I understand the sentiment, but I do not agree. In the not to extreme, that would lead to an intellectual elite, caring for the poor stupid downtrodden who don't know any better.

My understanding is that "average" patients are not given placebos. They're far from routine (only 22% of the survey have given them in the past year, and fewer than half have ever given them).

I'm willing to believe there really is a group of patients out there so stupid that they must be protected from themselves, by deception if necessary. I do not think that this implies the existence of an intellectual elite as much as an intellectual, er, un-elite. In particular, doctor-shoppers are actively harmful to my health (they're part of the reason we're entering the post-antibiotic age) and I see no reason to allow them free rein to do so. I won't let them drive drunk and risk killing me -- why should I let them drive on unnecessary antibiotics and risk killing me through drug-resistant TB?
 
My understanding is that "average" patients are not given placebos. They're far from routine (only 22% of the survey have given them in the past year, and fewer than half have ever given them).

I'm willing to believe there really is a group of patients out there so stupid that they must be protected from themselves, by deception if necessary. I do not think that this implies the existence of an intellectual elite as much as an intellectual, er, un-elite. In particular, doctor-shoppers are actively harmful to my health (they're part of the reason we're entering the post-antibiotic age) and I see no reason to allow them free rein to do so.
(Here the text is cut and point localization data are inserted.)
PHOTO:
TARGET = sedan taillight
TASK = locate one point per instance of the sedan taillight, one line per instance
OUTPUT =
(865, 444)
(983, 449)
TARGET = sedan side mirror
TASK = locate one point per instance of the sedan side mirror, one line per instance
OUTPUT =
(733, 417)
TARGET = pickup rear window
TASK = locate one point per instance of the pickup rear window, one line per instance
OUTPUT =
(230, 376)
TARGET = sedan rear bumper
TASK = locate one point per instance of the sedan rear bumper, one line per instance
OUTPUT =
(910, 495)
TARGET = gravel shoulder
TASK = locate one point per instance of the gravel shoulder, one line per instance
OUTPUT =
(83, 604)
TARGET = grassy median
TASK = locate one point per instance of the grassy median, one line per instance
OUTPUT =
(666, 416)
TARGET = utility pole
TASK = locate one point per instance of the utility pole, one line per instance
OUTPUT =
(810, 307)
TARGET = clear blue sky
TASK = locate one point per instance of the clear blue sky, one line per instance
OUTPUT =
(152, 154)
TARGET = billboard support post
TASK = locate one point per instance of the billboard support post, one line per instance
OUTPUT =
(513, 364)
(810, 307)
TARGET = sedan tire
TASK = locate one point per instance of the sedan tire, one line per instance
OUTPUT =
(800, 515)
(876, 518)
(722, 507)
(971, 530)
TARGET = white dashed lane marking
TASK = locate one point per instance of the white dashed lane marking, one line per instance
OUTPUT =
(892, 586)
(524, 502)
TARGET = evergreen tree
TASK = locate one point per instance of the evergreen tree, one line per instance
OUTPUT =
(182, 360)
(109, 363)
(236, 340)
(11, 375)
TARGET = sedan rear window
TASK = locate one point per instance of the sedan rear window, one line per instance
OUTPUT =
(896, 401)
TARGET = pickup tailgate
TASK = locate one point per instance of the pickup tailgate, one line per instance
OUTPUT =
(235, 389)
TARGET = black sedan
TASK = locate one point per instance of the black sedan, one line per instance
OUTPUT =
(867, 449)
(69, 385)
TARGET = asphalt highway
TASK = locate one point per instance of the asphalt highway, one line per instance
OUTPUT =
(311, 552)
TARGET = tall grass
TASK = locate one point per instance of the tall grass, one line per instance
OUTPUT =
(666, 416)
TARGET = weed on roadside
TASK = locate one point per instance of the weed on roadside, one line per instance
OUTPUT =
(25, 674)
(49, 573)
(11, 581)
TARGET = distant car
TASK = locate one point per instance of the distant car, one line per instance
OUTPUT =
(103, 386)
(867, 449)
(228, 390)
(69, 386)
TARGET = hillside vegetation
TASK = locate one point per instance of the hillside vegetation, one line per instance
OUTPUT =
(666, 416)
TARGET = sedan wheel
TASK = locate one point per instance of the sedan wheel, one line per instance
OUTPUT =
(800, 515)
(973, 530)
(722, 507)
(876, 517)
I won't let them drive drunk and risk killing me -- why should I let them drive on unnecessary antibiotics and risk killing me through drug-resistant TB?

If you intervene with potential drunk drivers, do you actually do so with dishonesty? If patients can doctor-shop to get the medical attention they think they deserve, then is the problem with the patient or with the doctor?
 
If you intervene with potential drunk drivers, do you actually do so with dishonesty? If patients can doctor-shop to get the medical attention they think they deserve, then is the problem with the patient or with the doctor?

Yes. Just as when a burglar sells his goods to a fence, the problem is with both of them, and I see no reason not to treat both with equal contempt.